Treskavec, Enriched
The guys here aren't looking forward to when summer fully sets in, when the monastery will flood with tourists, all clamoring for Kallist's attention. He is a busy man, the only monk at Treskavec, a place so rich in history that it was built atop a temple of Apollo and Artemis, and the surrounding hillsides are topped by large stones, strange holes cut into them, where ancient peoples once sacrificed to more exotic gods. I've been here over a week now and I still haven't spoken with Kallist about things divine. I do not want to interrupt him when he is obviously enjoying himself conversing at dinner. And what free time he has he spends with God.

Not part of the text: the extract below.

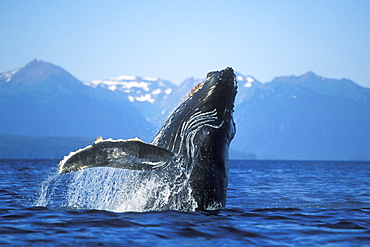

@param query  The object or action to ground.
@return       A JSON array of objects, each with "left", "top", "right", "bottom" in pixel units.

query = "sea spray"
[{"left": 36, "top": 165, "right": 197, "bottom": 212}]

It is so easy to lose myself in the rhythm here. Days pass as easily as breathing. I can stare at the sky for hours, or write in my journal, or hang out with the guys. If I am bored, I give myself a little job to do, like picking up litter.

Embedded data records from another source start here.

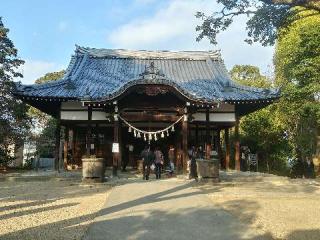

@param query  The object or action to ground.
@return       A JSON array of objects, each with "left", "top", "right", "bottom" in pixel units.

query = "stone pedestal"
[
  {"left": 196, "top": 158, "right": 219, "bottom": 181},
  {"left": 82, "top": 157, "right": 105, "bottom": 182},
  {"left": 137, "top": 160, "right": 143, "bottom": 173}
]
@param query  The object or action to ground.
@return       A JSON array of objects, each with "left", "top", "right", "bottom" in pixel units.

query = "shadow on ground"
[{"left": 0, "top": 171, "right": 320, "bottom": 240}]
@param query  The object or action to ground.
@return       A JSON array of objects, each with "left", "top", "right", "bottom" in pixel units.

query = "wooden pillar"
[
  {"left": 182, "top": 108, "right": 189, "bottom": 173},
  {"left": 86, "top": 106, "right": 92, "bottom": 157},
  {"left": 54, "top": 119, "right": 61, "bottom": 172},
  {"left": 224, "top": 128, "right": 230, "bottom": 170},
  {"left": 205, "top": 109, "right": 211, "bottom": 159},
  {"left": 195, "top": 123, "right": 199, "bottom": 146},
  {"left": 234, "top": 116, "right": 240, "bottom": 171},
  {"left": 63, "top": 126, "right": 70, "bottom": 170},
  {"left": 217, "top": 129, "right": 224, "bottom": 167},
  {"left": 112, "top": 103, "right": 120, "bottom": 177},
  {"left": 69, "top": 127, "right": 76, "bottom": 165}
]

Or I climb a mountain. Like yesterday, crawling up the peak near the monastery, clutching at the metal cross at its top, very slowly turning my head -- fighting vertigo -- to look out at a panorama restrained only by mountains and sheer distance. Perspective loses all meaning at that height: lengths stretch and size dwindles. A flock of little birds danced in the air nearby, flying higher than the peak, clearly having fun.
I have time to think and write. I meditate on magic, and I'm clearly no closer to an impossible goal. But I have changed a bit, learned something of discipline and will. And even as I struggle to internalize these lessons, to really become this man whose ethic I am trying out, I wonder if I haven't found my personal Jerusalem, my Golgotha where an older self will die and a new man -- still resembling the old -- will be born.